After the Beacon requested more information about the document last year, Ms. Smith sent another email to the media stating that the Excel document “contains sensitive information, i.e. donor names.”
“As such, we ask that the information submitted be treated as such by way of omitting the names of any donors or any other persons who have been revealed in the document when publishing any communique for public consumption,” she stated.
In the same email, Ms. Smith promised that a press conference would be held on Oct. 16 to answer “questions and concerns” about the list.
More than six months later, that press conference has not been held.
Mr. Penn, the DRCC chairman, did not provide an update about the cancelled press conference, but he answered some longstanding questions about Irma donations in an email last month.
The spreadsheet that Ms. Smith sent last year, he said, is incomplete in some areas due partly to the disorganisation of post-Irma life.
“Please recall that the data was being collected during very unprecedented circumstances. [As such] some dates could not be pinpointed precisely and may be immaterial — for example with the non-monetary donations,” he wrote. “Equally, the overwhelming majority of entries is non-monetary donations and therefore it would be difficult to have precise values.”
The list as a whole included donations and pledges that were recorded by the Premier’s Office, along with inputs from the Department of Disaster Management and various ministries, as of October 2018, Mr.
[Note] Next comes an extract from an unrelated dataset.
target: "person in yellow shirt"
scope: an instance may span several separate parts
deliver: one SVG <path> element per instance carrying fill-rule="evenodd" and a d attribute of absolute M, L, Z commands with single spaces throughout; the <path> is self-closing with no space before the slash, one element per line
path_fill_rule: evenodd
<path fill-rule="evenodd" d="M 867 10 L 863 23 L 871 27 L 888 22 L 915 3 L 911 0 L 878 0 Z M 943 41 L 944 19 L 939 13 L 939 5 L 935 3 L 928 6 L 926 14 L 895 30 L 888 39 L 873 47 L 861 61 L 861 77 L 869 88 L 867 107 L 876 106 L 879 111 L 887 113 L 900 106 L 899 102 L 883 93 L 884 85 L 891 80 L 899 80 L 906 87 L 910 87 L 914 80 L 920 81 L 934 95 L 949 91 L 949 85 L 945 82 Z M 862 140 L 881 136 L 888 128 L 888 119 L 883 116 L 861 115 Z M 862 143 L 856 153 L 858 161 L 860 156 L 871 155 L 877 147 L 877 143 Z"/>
Penn said.
The chairman explained that in most cases the monetary donations do not actually refer to cash received or expended directly by government, but rather to the value or pledged value of projects and programmes.
For example, he said, one $2 million listing referred to the cash assistance programme run by the BVI Red Cross; another $676,000 entry was the initial value of the United Kingdom’s contribution to the “prison repair project;” $1 million refers to the “initial value of pledge by Unite BVI” for rebuilding the Bregado Flax Educational Centre; and $320,000 was the initial value of the UK’s contribution towards a temporary Magistrates’ Court.
One private donor also pledged $300,000 to support government’s scholarship fund, Mr. Penn added.
Four other donations that were listed as having a value of “0” actually referred to BVI Rotary Club donations of water, juice, meals and “pledges” to assist “a primary school;” a pledge for the rebuild of Jost Van Dyke Primary; donations from DHL Express of various relief items; and fundraising of about $132,000 from the BVI House Asia to assist with the rebuild of Elmore Stoutt High School, according to Mr. Penn.
Mr. Penn’s analysis
The DRCC chairman also gave his own breakdown of all hurricane relief funds this month, saying that there are “three main accounts where monetary donations were deposited:” the BVI Recovery Fund managed by the BVI Tourist Board; a fund operated by the BVI London Office; and a relief account maintained by the Ministry of Finance.
The London Office account raised about $232,000 through fundraising activities, Mr. Penn said. As of last October, $30,000 of that was disbursed to the Adopt-a-Roof programme, and $170,610 was transferred to the MOF relief account. After bank charges, $35,342 remained in that account as of October.
As for the MOF relief account, which appears to be the same “Hurricane Irma Account” described by Financial Secretary Mr. Forbes last year, Mr. Penn said the fund received $324,230 from regional governments and other organisations; $374,648 from private sector entities including local financial services firms; and the $170,610 from the London Office.
Roughly $378,000 was used to repair the Commercial Court and $30,000 was given to the Family Support Network, in addition to the $30,000 for Adopt-A-Roof that came directly from the London Office account, he wrote.
The rest of those funds —some $431,488 — are being used to fund “small recovery projects” identified by different ministries, Mr. Penn reported,adding that proposals from ministries and non-governmental organisations are currently being assessed.